Working with JSON in Redshift

2 min read

When working with data warehouses, it’s common to have structured data stored within a table as a JSON blob. Until recently, extracting data from JSON in Redshift was extremely cumbersome. This tutorial shows you a new, easier way of working with JSON in Redshift.

Our Dataset

For this tutorial, we’re going to assume we work for a company that teaches people how to code. When someone signs up for the company, we ask them a few questions and then recommend two languages for them. The data is stored in a table called recommendations shown below:

SELECT * FROM recommendations

user_id	recommendations
1	`[{"language_id": 1, "language_name": "Python"}, {"language_id": 2, "language_name": "SQL"}]`
2	`[{"language_id": 3, "language_name": "R"}, {"language_id": 2, "language_name": "SQL"}]`
3	`[{"language_id": 2, "language_name": "SQL"}, {"language_id": 1, "language_name": "Python"}]`
4	`[{"language_id": 2, "language_name": "SQL"}, {"language_id": 3, "language_name": "R"}]`
5	`[{"language_id": 3, "language_name": "R"}, {"language_id": 1, "language_name": "Python"}]`

JSON and Redshift: The Old (Hard) Way

Up until recently, working with JSON data in Redshift was very difficult. We’d have to use two functions to extract the data:

JSON_EXTRACT_PATH_TEXT, which extracts values from JSON key-value pairs.
JSON_EXTRACT_ARRAY_ELEMENT_TEXT(), which extracts values from JSON arrays.
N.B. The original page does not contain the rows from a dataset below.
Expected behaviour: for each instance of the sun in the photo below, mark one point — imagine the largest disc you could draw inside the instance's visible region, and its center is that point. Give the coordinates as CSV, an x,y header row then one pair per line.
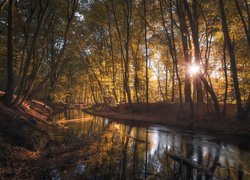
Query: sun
x,y
194,69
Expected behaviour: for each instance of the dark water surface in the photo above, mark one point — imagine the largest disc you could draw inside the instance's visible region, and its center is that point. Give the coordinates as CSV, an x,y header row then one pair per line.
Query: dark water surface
x,y
115,150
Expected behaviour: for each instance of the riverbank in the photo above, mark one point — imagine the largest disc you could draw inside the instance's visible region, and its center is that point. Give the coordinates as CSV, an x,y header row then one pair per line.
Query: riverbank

Let’s look at how we’d extract the data into columns using these functions:

SELECT
    user_id,
    JSON_EXTRACT_PATH_TEXT(
        JSON_EXTRACT_ARRAY_ELEMENT_TEXT(
            recommendations, 0), 'language_id') AS rec_1_id,
    JSON_EXTRACT_PATH_TEXT(
        JSON_EXTRACT_ARRAY_ELEMENT_TEXT(
            recommendations, 0), 'language_name') AS rec_1_name,
    JSON_EXTRACT_PATH_TEXT(
        JSON_EXTRACT_ARRAY_ELEMENT_TEXT(
            recommendations, 1), 'language_id') AS rec_2_id,
    JSON_EXTRACT_PATH_TEXT(
        JSON_EXTRACT_ARRAY_ELEMENT_TEXT(
            recommendations, 1), 'language_name') AS rec_2_name
FROM recommendations

user_id	rec_1_id	rec_1_name	rec_2_id	rec_2_name
1	1	Python	2	SQL
2	3	R	2	SQL
3	2	SQL	1	Python
4	2	SQL	3	R
5	3	R	1	Python

This code is hard to write, read, and maintain! Luckily, there is now a better way.
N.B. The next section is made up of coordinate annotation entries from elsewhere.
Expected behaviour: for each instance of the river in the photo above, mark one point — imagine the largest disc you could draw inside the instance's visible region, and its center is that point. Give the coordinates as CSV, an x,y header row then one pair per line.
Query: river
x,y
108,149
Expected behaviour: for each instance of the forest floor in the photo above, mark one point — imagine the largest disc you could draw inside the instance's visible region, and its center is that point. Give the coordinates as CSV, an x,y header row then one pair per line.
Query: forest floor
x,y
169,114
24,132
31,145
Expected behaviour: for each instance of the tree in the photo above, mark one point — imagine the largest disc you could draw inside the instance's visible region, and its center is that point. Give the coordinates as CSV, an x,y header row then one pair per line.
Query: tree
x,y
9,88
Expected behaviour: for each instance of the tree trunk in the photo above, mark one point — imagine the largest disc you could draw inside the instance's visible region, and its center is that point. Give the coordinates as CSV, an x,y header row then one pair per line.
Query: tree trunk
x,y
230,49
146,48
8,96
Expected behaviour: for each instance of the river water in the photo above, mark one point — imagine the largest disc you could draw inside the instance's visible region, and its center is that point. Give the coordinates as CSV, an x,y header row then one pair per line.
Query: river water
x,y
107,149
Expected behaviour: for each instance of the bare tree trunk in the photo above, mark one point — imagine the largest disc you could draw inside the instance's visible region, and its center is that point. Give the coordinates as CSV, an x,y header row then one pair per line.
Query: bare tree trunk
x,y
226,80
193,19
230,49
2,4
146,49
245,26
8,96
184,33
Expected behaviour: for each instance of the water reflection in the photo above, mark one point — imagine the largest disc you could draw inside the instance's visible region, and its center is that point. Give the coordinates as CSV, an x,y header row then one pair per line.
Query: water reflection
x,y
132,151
JSON and Redshift: The New (Better) Way

In April 2021, Redshift announced the SUPER type, and with it better JSON support. This brings it inline with Snowflake and Bigquery in terms of ease of use.
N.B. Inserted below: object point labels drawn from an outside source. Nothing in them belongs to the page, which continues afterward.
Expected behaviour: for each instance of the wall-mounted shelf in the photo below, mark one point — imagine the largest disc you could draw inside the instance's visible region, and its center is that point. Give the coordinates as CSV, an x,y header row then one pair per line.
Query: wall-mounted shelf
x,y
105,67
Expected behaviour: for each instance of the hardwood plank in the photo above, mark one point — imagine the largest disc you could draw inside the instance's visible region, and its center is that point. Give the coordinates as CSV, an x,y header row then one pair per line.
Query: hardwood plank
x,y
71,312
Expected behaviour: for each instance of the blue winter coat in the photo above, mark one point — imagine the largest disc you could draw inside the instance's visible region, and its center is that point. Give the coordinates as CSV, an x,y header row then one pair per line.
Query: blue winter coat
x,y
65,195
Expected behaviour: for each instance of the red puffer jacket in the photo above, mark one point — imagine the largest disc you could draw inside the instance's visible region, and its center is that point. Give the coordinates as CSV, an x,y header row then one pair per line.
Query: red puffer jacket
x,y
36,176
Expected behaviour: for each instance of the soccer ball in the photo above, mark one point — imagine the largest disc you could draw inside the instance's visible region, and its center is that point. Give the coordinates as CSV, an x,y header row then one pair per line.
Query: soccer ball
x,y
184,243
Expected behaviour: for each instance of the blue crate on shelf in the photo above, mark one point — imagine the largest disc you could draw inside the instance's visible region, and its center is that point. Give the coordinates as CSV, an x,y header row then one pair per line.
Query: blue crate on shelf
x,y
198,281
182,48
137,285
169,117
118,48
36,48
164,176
To work with the SUPER type, we first have to use the (at time of writing) undocumented JSON_PARSE() function to convert our JSON string into the SUPER type. Once we’ve done that, we can use brackets ([]) to retrieve and extract our JSON data. Let’s take a look:

WITH recs_super AS (
    SELECT
        user_id,
        JSON_PARSE(recommendations) AS recommendations
    FROM recommendations
)

SELECT
    user_id,
    recommendations[0]['language_id'] AS rec_1_id,
    recommendations[0]['language_name'] AS rec_1_name,
    recommendations[1]['language_id'] AS rec_2_id,
    recommendations[1]['language_name'] AS rec_2_name
FROM recs_super

user_id	rec_1_id	rec_1_name	rec_2_id	rec_2_name
1	1	Python	2	SQL
2	3	R	2	SQL
3	2	SQL	1	Python
4	2	SQL	3	R
5	3	R	1	Python

The code is clear and easy to understand!

As you can see, this new type makes working with JSON in Redshift dramatically easier. To find out more, you can consult the Redshift documentation on the SUPER type.